Humber students make contact with international space station

Teacher said radio feat never before done by students at the college level

Some 18 months of hard work came down to just one chance for success Monday as four college students tested an ambitious project that pretty much everyone in their school thought was impossible – making contact with the International Space Station.

Operation First Contact involved beaming a signal from their class-project radio to the outpost orbiting about 440 kilometres above Earth. The Humber College students had only a 10-minute window to make contact with the station, which travels through space at nearly 28,000 kilometres an hour.

“NA1SS this is VA3JUV Humber College checking in for scheduled contact, do you copy?” 34-year-old Gino Cunti inquired as a crowded room of faculty, students and reporters held their collective breath.

The room was filled with nothing but static, followed by silence.

As the students’ hearts skipped a beat another attempt at contact was made and the barely audible voice of astronaut Sandra Magnus emerged through the crackling static.

“Hello, I have you a little bit weak. Can you try again?” Magnus responded as the room burst into applause.

The team of Cunti and Paul Je, both 34, of Toronto, Patrick Neelin, 25, of Welland, Ont., and 21-year-old Kevin Luong of Mississauga, Ont., pulled off what their teacher said had never been accomplished by students at the college level.

Je burst into tears when contact was made.

While school contacts with the space station are routinely made through the Amateur Radio on the International Space Station program, many of those communications are made using a traditional ham radio.

“We had to build this system to NASA specifications … this isn’t one of your parents’ CB radios. It’s a much more complex device than that,” said teacher Mark Rector.

“The cabling, antennas, tracking systems and software was done by these guys and it’s an incredible feat of undertaking and technology.”

The project got off the ground about a year ago as the students looked for a way to apply knowledge gained from their radio communication courses.

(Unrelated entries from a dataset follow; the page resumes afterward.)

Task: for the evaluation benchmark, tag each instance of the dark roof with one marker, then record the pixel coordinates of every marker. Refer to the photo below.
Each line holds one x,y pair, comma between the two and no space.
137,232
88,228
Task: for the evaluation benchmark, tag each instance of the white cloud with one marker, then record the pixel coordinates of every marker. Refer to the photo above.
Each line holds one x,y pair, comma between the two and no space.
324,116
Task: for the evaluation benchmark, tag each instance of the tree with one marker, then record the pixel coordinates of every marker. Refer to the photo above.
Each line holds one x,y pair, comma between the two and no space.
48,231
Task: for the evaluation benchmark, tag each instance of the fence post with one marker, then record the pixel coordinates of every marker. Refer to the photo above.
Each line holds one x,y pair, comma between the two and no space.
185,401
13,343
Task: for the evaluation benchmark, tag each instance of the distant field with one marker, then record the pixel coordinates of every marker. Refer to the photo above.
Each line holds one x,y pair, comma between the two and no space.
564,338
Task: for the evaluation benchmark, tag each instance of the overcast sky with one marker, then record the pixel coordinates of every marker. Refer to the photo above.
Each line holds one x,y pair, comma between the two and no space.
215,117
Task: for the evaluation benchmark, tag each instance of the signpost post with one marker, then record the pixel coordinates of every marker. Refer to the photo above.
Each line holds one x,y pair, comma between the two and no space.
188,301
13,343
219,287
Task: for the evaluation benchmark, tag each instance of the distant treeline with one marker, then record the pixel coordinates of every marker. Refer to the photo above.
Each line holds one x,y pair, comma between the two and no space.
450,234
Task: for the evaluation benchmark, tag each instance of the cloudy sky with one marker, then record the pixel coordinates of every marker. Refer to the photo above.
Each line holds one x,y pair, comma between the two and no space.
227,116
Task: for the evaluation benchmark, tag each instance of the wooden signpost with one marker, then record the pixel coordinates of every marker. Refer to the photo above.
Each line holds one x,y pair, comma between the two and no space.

“Somebody basically said, ‘Let’s talk to space,’ and we all kind of laughed, yeah, when cows fly,” said Neelin. “But we ended up saying maybe that’s not such a bad idea.”


They researched the idea and pitched to Rector, who was skeptical that they could pull it off but pushed them into giving it a try.

“They never stumbled, they just kept crossing the hurdles,” Rector said.

When they successfully got through to Magnus they peppered her with questions.

They were able to squeeze in 18 questions in all, including one about what Magnus would say about the experience of seeing Earth from space.

“Up here I’ve seen the world from a different viewpoint. I see it as a whole system, I don’t see it as a group of individual people or individual countries,” Magnus said.

“We are one huge group of people and we’re all in it together.”

The group will be honoured this fall by Canada’s Telecommunications Hall of Fame for a “really cool” achievement, said Steve McFarlane of the Amateur Radio on the International Space Station program.

“They built their own transmitters, that’s a challenge in itself, but they also got it to work their first time. They only get one chance at it and they met that challenge,” he said.

“From a technological standpoint it’s very impressive because they didn’t use off the shelf equipment. To go ahead and build that stuff… that’s what’s impressive here.”